Güncelleme Tarihi:
Asya Altyapı Yatırım Bankası (AIIB) Politika ve Stratejiden Sorumlu Başkan Yardımcısı Joachim von Amsberg, Türkiye'nin dahil olduğu projelere 1,4 milyar dolarlık yatırım yaptıklarını belirterek, "Önümüzdeki yıllarda belki yılda 10 milyar dolarlık yatırım yapabiliriz. Bunun yüzde 15'i yani 1,5 milyarı doları Türkiye'ye akar... Bu rakam olasılıklar dahilinde." dedi.
AIIB'in Türkiye faaliyetlerini paylaştığı basın toplantısında konuşan Amsberg, farklı coğrafyalardaki tedarik ve arzın eşleştirilmesinde olmazsa olmaz olan sınır ötesi enerji iletiminin güçlendirilmesinin kritik öneme sahip olduğunu söyledi.

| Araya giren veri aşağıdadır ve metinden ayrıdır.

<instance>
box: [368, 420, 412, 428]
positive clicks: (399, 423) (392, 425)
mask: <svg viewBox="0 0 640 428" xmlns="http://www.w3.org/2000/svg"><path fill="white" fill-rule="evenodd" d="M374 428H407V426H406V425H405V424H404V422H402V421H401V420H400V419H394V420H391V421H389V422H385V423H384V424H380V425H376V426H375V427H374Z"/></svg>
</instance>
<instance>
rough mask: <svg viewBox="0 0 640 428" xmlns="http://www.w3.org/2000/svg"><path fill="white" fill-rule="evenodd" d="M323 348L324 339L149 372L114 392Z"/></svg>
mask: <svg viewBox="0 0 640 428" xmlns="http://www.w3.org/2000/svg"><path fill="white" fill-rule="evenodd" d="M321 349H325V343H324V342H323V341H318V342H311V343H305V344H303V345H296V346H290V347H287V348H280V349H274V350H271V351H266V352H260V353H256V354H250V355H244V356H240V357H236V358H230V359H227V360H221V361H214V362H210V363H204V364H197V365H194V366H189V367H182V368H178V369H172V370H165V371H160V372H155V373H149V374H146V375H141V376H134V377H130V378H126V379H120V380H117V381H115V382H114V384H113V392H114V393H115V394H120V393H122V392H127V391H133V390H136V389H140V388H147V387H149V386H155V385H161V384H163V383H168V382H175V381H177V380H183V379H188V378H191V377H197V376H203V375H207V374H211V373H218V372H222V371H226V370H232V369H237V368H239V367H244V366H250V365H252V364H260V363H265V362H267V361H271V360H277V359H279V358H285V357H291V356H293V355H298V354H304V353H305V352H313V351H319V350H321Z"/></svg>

Türkiye'nin, AIIB’nin üçüncü büyük yatırım pazarı olduğunu aktaran Amsberg, AIIB Yönetim Kurulu'nun 2018’de hükümetin hedeflerini destekleyen ve AIIB’nin sürdürülebilir altyapı, sınır ötesi bağlantılılık ve özel sermayenin harekete geçirilmesinden oluşan öncelikleriyle uyumlu bir şekilde Türkiye’de iki proje için onay verdiğini kaydetti.

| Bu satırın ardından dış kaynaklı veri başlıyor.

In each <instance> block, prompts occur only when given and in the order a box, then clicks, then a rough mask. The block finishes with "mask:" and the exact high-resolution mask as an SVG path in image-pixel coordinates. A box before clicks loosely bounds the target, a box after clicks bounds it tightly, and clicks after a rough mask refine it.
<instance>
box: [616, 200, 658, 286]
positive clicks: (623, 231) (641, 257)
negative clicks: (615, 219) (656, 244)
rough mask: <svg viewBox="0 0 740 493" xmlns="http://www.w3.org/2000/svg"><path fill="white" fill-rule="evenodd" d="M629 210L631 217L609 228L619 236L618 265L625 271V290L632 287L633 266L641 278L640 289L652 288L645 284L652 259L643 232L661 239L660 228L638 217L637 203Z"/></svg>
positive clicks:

Amsberg, bu onaylı projelerden ilki olan "Tuz Gölü Doğalgaz Depolama Genişletme Projesi"nin Türkiye’nin doğalgaz arzının güvenilirliğini ve güvenliğini artıracağını belirterek, ikinci proje olan "TSKB Sürdürülebilir Enerji ve Altyapı Kredisi"nin de özellikle yenilenebilir enerji ve enerji verimliliği projeleri için uzun vadeli finansmanı destekleyeceğini anlattı.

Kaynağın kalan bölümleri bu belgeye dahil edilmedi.